Вотъ какое сообщеніе появилось въ газетахъ. A дальше — мы уже справимся сами безо всякихъ газетъ и сообщеній… Мы знаемъ, что было дальше.
* * *
Снисходительно улыбаясь, Вильгельмъ вошелъ въ подъѣздъ маленькой второстепенной гостиницы и спросилъ: — A что, голубчикъ, не найдется ли y васъ номерокъ… такъ марки на три, на четыре?..
- О, ваше величество! воскликнулъ остолбенѣвшій портье. — Для васъ y насъ найдется номеръ въ двѣ комнаты, съ ванной за двадцать марокъ…
- О, нѣтъ, нѣтъ — что вы. Мнѣ именно хочется испытать что нибудь попроще. Именно такъ, марки на три…
- Весь въ распоряженіи вашего величества, — изогнулся портье. — Попрошу сюда, налѣво. Номерокъ, правда, маловатъ и темноватъ…
- Это ничего… Цѣна?
— Три марки, ваше величество.
— За мной.
* * *
Кайзеръ шагалъ пѣшкомъ по улицъ, a за нимъ шла восторженная толпа. Тихо шептались:
- Обратите вниманіе, какъ онъ просто держится… Проѣхался въ трамваѣ за десять пфенниговъ, a теперь нанялъ номеръ въ три марки… Что за милое чудачество богатаго вѣнценосца! Интересно, куда онъ направляется сейчасъ?..
— A вотъ смотрите… Ну, конечно! Вошелъ въ дешевую общественную столовую.
— Господи! Зачѣмъ это ему?
— Навѣрное, попробовать пищу. Хорошо ли, дескать, насъ кормятъ?..
- Это вы называете — попробовать? Да вѣдь онъ уплетаетъ в за обѣ щеки. Слышите, какой трескъ?
— Дѣйствительно, слышу. Что это трещитъ?
— У него. За ушами.
- Ну, ей Богу же — это мило! Зашелъ, какъ простой человѣкъ въ столовую и ѣстъ то же, что мы ѣдимъ.
- Какъ не любить такого короля!
- Правда — чудачество. Но какое милое, трогательное чудачество.
- Вотъ онъ… выходить. Сейчасъ, навѣрное, подадутъ ему карету. Любопытно, въ какихъ это онъ каретахъ, вообще, ѣздитъ?
- Удивительно! Пѣшкомъ идетъ… Заходитъ въ табачную лавочку… Что это онъ? Покупаетъ сигару! Да развѣ найдется y лавочника сигара такой цѣны, на которую онъ куритъ… Что? За пять пфенниговъ?!! Нѣтъ — вы посмотрите, вы посмотрите на этого удивительнаго короля!
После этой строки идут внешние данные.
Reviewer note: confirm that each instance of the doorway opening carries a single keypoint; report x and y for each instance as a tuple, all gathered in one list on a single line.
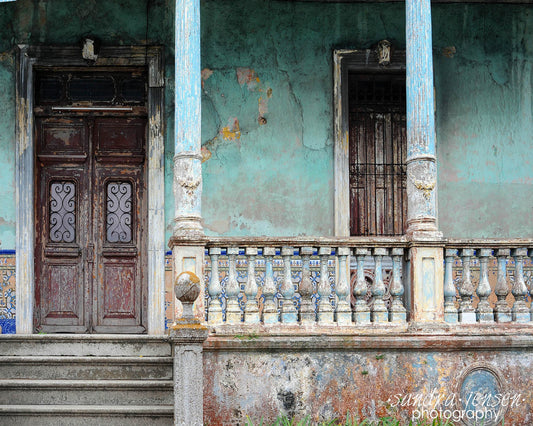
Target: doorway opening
[(377, 154), (90, 200)]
- Очевидно, рѣшилъ за сегодняшній день испытать все.
— Тѣмъ пріятнѣе завтра будетъ вернуться ему къ императорской изысканности и роскоши.
* * *
Черезъ три дня:
- Кто это проѣхалъ тамъ въ трамваѣ? Странно: на площадкѣ народу биткомъ набито, a онъ ѣдетъ внутри совершенно одинъ.
— А, это нашъ кайзеръ. Развѣ вы не узнали?
- Но вѣдь онъ уже разъ проѣхался въ трамваѣ. Зачѣмъ же ему еще?
— Я тоже немножко не понимаю. Третій день ѣздитъ. Заплатитъ кондуктору и ѣдетъ.
— Странно. A публика не входитъ внутрь вагона — почему?